Инициативная группа энтузиастов, что когда-то собралась у Арростеги, распалась. Делать нечего: Выставка закрылась. Из всех нас одному только Рафаэлю удалось туда съездить. Париж его покорил, но, вернувшись, он показался мне растерянным, ещё более неуверенным в своем будущем. Он ничего не говорил, но непохоже было, что у него что-то вышло. А он ведь рассчитывал устроиться на работу к одному своему дальнему родственнику... Его смущал дикий ритм, размах столичной жизни. Зато теперь Бордо казался ему жалким провинциальным городишкой.

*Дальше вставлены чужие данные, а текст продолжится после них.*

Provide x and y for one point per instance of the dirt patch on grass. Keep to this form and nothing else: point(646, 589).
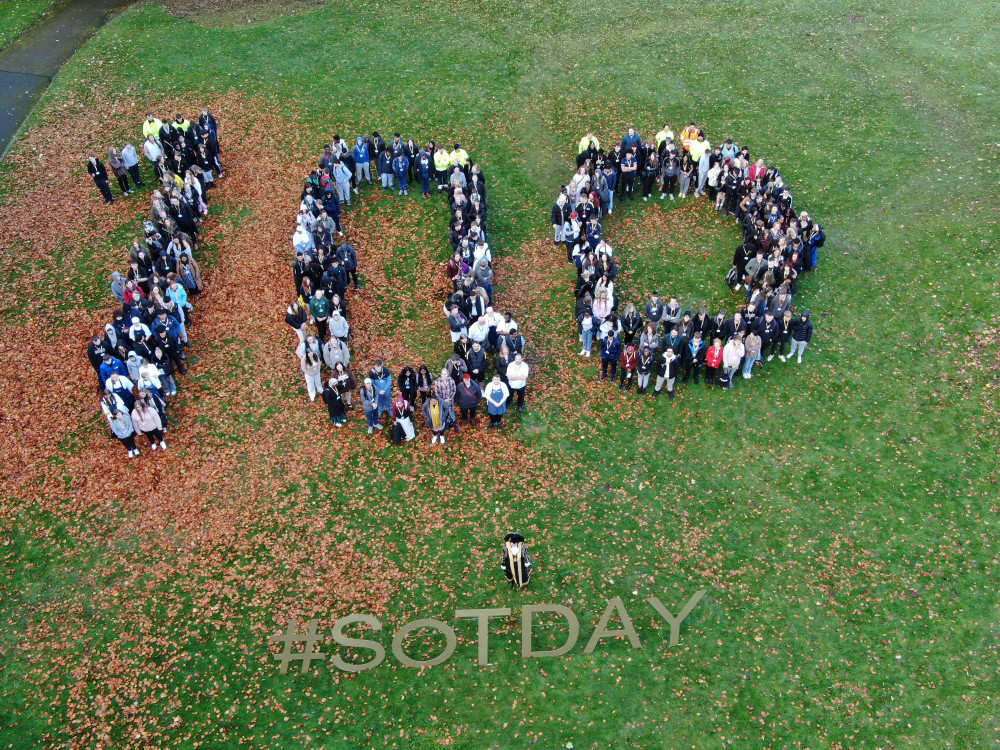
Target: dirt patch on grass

Как-то Горка приготовил для нас с Рафаэлем у себя в мастерской легкий ужин. Я смотрела на профиль Рафаэля. Его красота волновала меня. Он был куда красивее Горки, в нем была какая-то особая утонченность... Но зато в Горке столько шарма, он безумно обаятелен! От него всегда так пахнет деревом, им пропахла и вся его мастерская. Через открытые двери в сад проникает влажная духота последних летних деньков. Рафаэль все время отирает свой высокий выпуклый лоб. Горка и Рафаэль почти одного возраста: Горке немногим за тридцать... Нет-нет, Рафаэлю будет побольше... С его сдержанной манерой, серьезным, степенным голосом он куда солидней Горки. Вечно взъерошенный, загорелый, юркий, подвижный Горка кажется рядом с ним просто мальчишкой.
Мы пристаем к Рафаэлю с расспросами о Париже, о Выставке. Тот сидит с локтями на коленях, обеими руками придерживая подбородок. Всякий раз долго думает прежде, чем ответить на заданный вопрос. Обращается только ко мне, будто Горки в этой комнате и нет. Горка относится к этому с пониманием и спокойствием. Слышу голоса их обоих. У одного - мелодичный, с красивым тембром, у другого - четкий, вибрирующий. Оба заговорили о "Гернике". Рафаэль рассказывает: в испанском павильоне картина висит справа у входа. Люди молча проходят мимо, у многих на лицах недоумение.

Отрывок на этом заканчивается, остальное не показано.